Anthony Wynne was the pseudonym of Robert NcNair Wilson (1882-1963), a Scottish physician, writer, and politician. He specialized in cardiology and he was the medical correspondent for The Times for more than 30 years. He wrote nonfiction under his name and fiction under the Wynne name, introducing his series sleuth, psychologist Dr. Eustace Hailey, in 1925. Dr. Hailey featured in more than two dozen novels, a collection of short stories, and around three dozen more short stories published individually. Hailey’s second appearance was in The Double-Thirteen Mystery (Hutchinson & Company, London 1926/Spitfire Publishers 2022). US title: The Double Thirteen (1926). Serialized weekly in Flynn’s between 5 and 26 September 1925.
This story is a classic period piece. An exiled faded Russian countess, a stranger with a dueling scar, a wealthy young man about town with a disappearing fiance, late night car chases at the outrageous speed of 40 miles per hour, a dissipated Bright Young Thing who is in love with the wealthy young man, slips of paper with a string of numbers in an apparently unbreakable cipher. All that’s missing is a rendezvous at an abandoned warehouse at midnight.
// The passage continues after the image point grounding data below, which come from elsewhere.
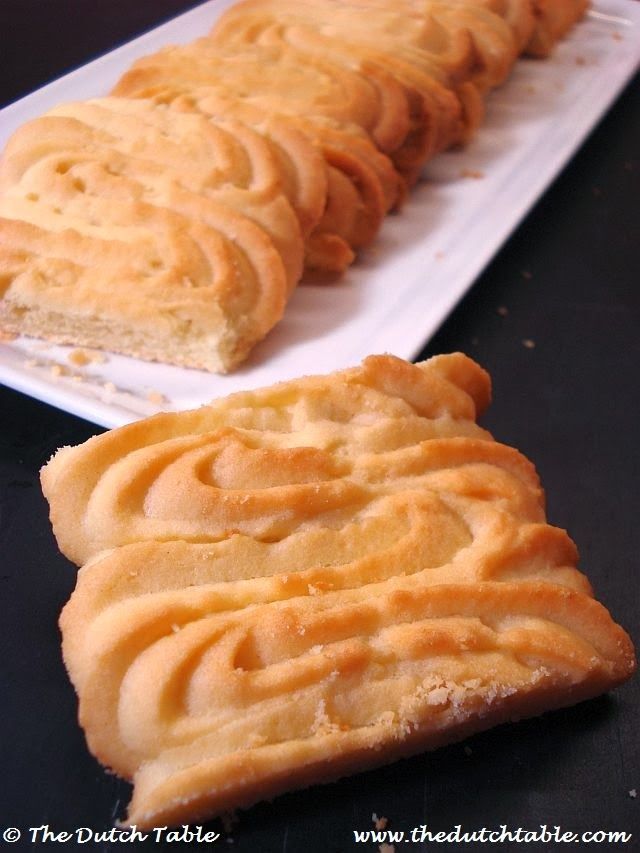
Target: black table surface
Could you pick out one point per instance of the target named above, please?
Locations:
(569, 281)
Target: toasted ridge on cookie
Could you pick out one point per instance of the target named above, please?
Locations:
(301, 581)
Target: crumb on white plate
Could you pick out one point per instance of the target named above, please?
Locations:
(156, 397)
(82, 357)
(471, 173)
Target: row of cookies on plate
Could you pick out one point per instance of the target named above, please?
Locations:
(172, 220)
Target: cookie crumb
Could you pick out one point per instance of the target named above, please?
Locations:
(471, 173)
(81, 357)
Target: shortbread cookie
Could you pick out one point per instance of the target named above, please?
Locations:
(362, 183)
(302, 581)
(409, 115)
(171, 241)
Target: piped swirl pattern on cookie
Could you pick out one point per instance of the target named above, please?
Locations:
(304, 580)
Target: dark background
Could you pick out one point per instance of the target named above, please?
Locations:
(569, 279)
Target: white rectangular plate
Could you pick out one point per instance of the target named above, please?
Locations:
(426, 258)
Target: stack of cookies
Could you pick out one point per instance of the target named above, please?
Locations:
(172, 220)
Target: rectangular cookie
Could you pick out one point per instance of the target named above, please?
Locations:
(303, 581)
(164, 236)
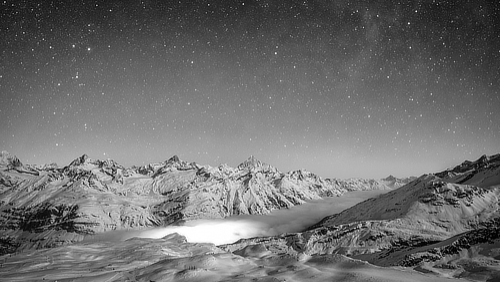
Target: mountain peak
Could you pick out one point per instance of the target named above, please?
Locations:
(8, 159)
(174, 159)
(80, 160)
(251, 162)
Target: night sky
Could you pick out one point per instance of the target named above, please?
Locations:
(340, 88)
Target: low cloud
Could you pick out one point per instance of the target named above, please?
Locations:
(230, 230)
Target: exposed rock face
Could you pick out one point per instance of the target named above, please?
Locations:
(429, 220)
(48, 206)
(484, 172)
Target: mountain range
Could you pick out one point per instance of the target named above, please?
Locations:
(443, 224)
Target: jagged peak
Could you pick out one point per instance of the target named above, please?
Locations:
(80, 160)
(8, 159)
(174, 159)
(251, 162)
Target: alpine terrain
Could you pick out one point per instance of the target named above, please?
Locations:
(431, 228)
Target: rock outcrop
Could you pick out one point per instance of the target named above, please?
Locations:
(48, 206)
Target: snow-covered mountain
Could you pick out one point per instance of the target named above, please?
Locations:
(46, 206)
(438, 223)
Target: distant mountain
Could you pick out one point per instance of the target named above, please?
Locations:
(47, 206)
(445, 223)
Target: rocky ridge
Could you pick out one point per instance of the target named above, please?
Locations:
(47, 206)
(431, 223)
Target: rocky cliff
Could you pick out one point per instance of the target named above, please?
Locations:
(46, 206)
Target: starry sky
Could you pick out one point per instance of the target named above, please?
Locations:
(340, 88)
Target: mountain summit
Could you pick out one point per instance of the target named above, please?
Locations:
(49, 206)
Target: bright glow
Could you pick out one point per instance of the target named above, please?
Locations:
(230, 230)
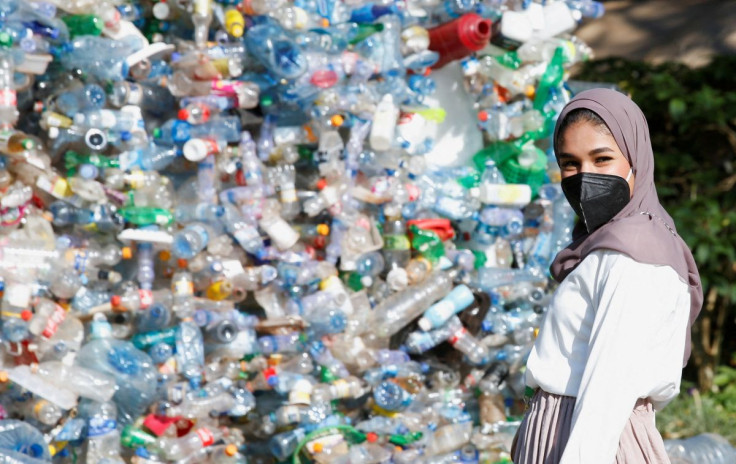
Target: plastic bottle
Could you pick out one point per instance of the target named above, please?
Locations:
(8, 98)
(399, 309)
(384, 124)
(458, 299)
(132, 369)
(459, 38)
(23, 442)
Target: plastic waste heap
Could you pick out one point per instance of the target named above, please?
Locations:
(222, 240)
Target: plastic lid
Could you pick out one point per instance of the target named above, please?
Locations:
(424, 324)
(195, 150)
(323, 229)
(231, 450)
(161, 11)
(474, 31)
(337, 120)
(236, 30)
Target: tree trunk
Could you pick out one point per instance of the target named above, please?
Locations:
(707, 339)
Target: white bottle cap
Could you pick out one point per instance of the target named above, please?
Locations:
(424, 324)
(196, 150)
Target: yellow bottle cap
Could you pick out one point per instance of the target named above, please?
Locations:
(323, 229)
(231, 450)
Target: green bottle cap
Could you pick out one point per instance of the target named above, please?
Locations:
(133, 437)
(83, 25)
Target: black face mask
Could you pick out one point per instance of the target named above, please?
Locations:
(596, 198)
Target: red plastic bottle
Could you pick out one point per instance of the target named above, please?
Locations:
(459, 38)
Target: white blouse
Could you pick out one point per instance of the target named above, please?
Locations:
(614, 332)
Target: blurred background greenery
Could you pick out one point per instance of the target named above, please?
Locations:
(692, 119)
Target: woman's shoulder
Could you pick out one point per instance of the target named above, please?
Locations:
(603, 262)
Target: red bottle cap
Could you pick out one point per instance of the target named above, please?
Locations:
(474, 31)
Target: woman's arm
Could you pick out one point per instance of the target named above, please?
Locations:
(635, 350)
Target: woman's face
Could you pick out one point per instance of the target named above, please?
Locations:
(589, 148)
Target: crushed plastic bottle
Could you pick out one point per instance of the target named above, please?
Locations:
(221, 240)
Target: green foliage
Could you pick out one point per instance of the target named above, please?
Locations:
(692, 413)
(692, 121)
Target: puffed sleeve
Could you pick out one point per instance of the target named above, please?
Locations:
(635, 351)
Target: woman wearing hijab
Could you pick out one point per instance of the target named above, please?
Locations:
(616, 336)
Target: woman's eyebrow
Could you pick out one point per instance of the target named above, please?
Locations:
(599, 150)
(593, 152)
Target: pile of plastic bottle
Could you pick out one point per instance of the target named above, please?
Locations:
(221, 240)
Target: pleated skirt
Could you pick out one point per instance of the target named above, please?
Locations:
(545, 429)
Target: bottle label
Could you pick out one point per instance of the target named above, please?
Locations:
(456, 336)
(288, 195)
(206, 436)
(18, 295)
(52, 324)
(183, 288)
(135, 94)
(291, 414)
(342, 388)
(146, 297)
(298, 396)
(505, 194)
(396, 242)
(99, 426)
(8, 97)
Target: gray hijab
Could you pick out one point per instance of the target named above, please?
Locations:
(643, 229)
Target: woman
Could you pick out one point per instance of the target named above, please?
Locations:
(612, 346)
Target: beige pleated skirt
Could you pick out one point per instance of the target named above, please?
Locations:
(545, 429)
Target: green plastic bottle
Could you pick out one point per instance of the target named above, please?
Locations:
(427, 243)
(83, 25)
(143, 216)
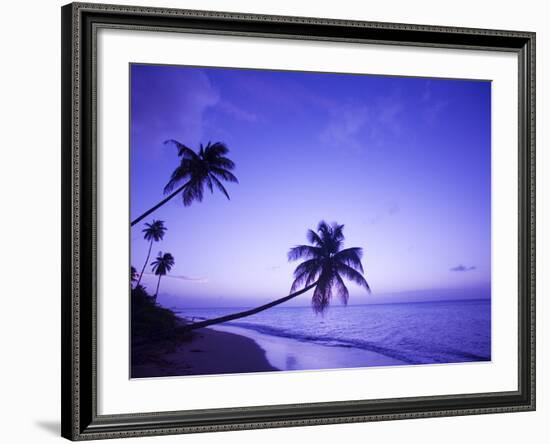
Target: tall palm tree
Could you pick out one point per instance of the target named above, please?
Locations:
(324, 268)
(161, 266)
(207, 167)
(133, 275)
(153, 232)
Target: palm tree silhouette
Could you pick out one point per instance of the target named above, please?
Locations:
(161, 266)
(133, 274)
(326, 263)
(324, 268)
(154, 232)
(207, 167)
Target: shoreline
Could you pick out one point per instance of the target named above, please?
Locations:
(289, 354)
(226, 349)
(205, 352)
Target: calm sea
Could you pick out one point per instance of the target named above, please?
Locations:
(415, 333)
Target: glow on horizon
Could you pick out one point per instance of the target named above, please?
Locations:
(404, 163)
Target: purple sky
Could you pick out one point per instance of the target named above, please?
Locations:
(404, 163)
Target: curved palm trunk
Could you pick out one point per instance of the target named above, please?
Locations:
(245, 313)
(157, 206)
(145, 264)
(158, 285)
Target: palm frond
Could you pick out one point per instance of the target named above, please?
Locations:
(222, 162)
(220, 186)
(224, 174)
(314, 238)
(154, 231)
(352, 257)
(353, 275)
(182, 172)
(183, 150)
(216, 149)
(193, 191)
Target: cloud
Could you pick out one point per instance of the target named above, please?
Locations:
(462, 268)
(169, 104)
(345, 125)
(432, 108)
(236, 112)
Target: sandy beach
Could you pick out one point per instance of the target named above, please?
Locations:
(207, 352)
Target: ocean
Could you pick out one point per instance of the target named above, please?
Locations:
(408, 333)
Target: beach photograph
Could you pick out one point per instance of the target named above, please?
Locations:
(306, 221)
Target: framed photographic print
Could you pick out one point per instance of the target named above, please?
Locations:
(281, 221)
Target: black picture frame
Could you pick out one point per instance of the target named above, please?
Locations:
(79, 385)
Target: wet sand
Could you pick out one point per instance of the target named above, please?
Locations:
(207, 352)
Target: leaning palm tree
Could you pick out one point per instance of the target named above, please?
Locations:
(207, 167)
(325, 266)
(153, 232)
(133, 275)
(161, 266)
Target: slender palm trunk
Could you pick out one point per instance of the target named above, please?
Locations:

Add the ponderous and melodramatic prose with which the story is told and there’s nothing left to ask for.
Definitely not a brisk telling of a problem to be solved with plenty of clues for the reader to follow. Savor this story instead for its window into mysteries of 100 years ago. I was lucky enough to find the cover art for both the English and the U.S. first editions as well as the reprint, all three of which are wonderful.